Einerseits stehen für uns vor allem unsere politischen Positionen im Vordergrund. Wir sind eine linke, queerfeministische Gruppe und nutzen Streetart und Graffiti, um im öffentlichen Raum auf gesellschaftliche Verhältnisse aufmerksam zu machen, sie zu kritisieren und Veränderungen zu fordern. Andererseits geht es uns natürlich auch darum, uns den öffentlichen Raum als FLIT* (Anm.: Frauen*, Lesben*, Inter* und Trans*)-Personen anzueignen. Es ist nicht abzustreiten, dass der öffentliche Raum männlich dominiert ist. Es ist eine Art von Selbstermächtigung, sich diesen Raum mittels Street Art und Graffiti anzueignen und wir hoffen natürlich auch, dass andere dadurch motiviert werden, sich auch Raum zu nehmen.

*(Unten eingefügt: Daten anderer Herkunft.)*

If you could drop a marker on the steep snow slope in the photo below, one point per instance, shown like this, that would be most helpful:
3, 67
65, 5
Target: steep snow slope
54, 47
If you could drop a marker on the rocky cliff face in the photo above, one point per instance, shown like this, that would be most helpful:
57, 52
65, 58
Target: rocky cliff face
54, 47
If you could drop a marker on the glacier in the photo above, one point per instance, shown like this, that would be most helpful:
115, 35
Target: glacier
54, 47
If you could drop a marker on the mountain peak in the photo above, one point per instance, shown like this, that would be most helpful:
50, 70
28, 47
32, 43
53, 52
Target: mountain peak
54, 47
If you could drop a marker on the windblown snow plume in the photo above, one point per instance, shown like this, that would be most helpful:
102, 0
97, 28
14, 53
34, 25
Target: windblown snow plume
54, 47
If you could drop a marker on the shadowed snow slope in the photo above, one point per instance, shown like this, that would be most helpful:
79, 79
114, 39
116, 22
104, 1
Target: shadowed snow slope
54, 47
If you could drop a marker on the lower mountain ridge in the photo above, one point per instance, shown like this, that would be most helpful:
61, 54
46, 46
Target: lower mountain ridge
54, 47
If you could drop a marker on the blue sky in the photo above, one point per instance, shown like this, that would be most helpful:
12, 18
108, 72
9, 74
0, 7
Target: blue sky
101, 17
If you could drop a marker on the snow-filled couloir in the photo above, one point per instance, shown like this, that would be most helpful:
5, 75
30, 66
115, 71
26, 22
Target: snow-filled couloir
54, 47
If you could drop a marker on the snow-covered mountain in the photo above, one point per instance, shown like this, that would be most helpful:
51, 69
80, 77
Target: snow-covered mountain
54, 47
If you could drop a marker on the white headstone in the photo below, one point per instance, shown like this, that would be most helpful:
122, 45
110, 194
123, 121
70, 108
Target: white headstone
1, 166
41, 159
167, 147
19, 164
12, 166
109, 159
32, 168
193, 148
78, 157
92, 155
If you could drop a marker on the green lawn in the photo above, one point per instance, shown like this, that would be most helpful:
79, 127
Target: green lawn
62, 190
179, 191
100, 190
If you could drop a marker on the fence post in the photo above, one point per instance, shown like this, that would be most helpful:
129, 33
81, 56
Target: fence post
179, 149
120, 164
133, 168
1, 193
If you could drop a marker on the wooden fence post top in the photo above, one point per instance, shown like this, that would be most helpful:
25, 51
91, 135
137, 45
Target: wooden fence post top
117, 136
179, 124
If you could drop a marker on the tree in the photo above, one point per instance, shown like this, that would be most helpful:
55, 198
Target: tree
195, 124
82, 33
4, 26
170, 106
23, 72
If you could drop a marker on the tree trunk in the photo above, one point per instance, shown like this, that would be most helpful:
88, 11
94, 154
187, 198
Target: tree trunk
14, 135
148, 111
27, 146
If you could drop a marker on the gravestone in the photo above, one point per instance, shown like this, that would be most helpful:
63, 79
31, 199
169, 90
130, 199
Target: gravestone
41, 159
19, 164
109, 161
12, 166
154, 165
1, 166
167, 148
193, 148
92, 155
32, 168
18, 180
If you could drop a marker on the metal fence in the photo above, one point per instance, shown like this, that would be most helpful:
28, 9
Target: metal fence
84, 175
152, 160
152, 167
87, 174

Wie können Menschen bei euch aktiv werden?
Viele Menschen, die bei uns im Kollektiv aktiv sind, kommen aus dem sozialen Umfeld bereits zuvor politisch aktiver Menschen. Manchmal stoßen aber auch Leute dazu, die uns nicht kennen. Prinzipiell können Leute, die gerne bei uns aktiv werden möchten, uns einfach via Social Media oder E-Mail kontaktieren.

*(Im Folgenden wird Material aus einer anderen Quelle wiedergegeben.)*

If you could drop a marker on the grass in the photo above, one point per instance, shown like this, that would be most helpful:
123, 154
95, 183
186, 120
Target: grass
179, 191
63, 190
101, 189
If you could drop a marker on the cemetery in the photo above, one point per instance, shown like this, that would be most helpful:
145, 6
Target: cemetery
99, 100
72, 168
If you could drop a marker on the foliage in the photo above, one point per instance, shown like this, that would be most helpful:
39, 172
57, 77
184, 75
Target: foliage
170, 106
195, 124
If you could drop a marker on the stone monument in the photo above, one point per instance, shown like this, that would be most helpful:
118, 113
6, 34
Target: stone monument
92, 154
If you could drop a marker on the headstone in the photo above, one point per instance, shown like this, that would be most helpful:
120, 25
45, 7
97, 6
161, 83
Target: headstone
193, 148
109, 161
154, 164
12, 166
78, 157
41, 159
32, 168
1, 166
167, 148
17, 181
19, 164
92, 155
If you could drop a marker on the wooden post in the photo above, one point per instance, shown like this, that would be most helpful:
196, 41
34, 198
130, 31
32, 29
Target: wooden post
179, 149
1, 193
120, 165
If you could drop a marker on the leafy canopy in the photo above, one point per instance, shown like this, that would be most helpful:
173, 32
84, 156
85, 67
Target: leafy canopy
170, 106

Wer kann bei euch aktiv werden?
Wie vorhin schon erwähnt geht es uns unter anderem darum, dass FLIT*-Personen sich einen Raum schaffen können sollen. Deshalb ist unser Kollektiv auch nur offen für Menschen, die sich als Frauen*, Lesben*, Inter* und Trans* identifizieren. Dementsprechend sind manche von uns organisierten Veranstaltungen nur für FLIT* offen—manche Veranstaltungen sind auch für alle offen. Das hängt vom Kontext und Inhalt der Veranstaltung ab.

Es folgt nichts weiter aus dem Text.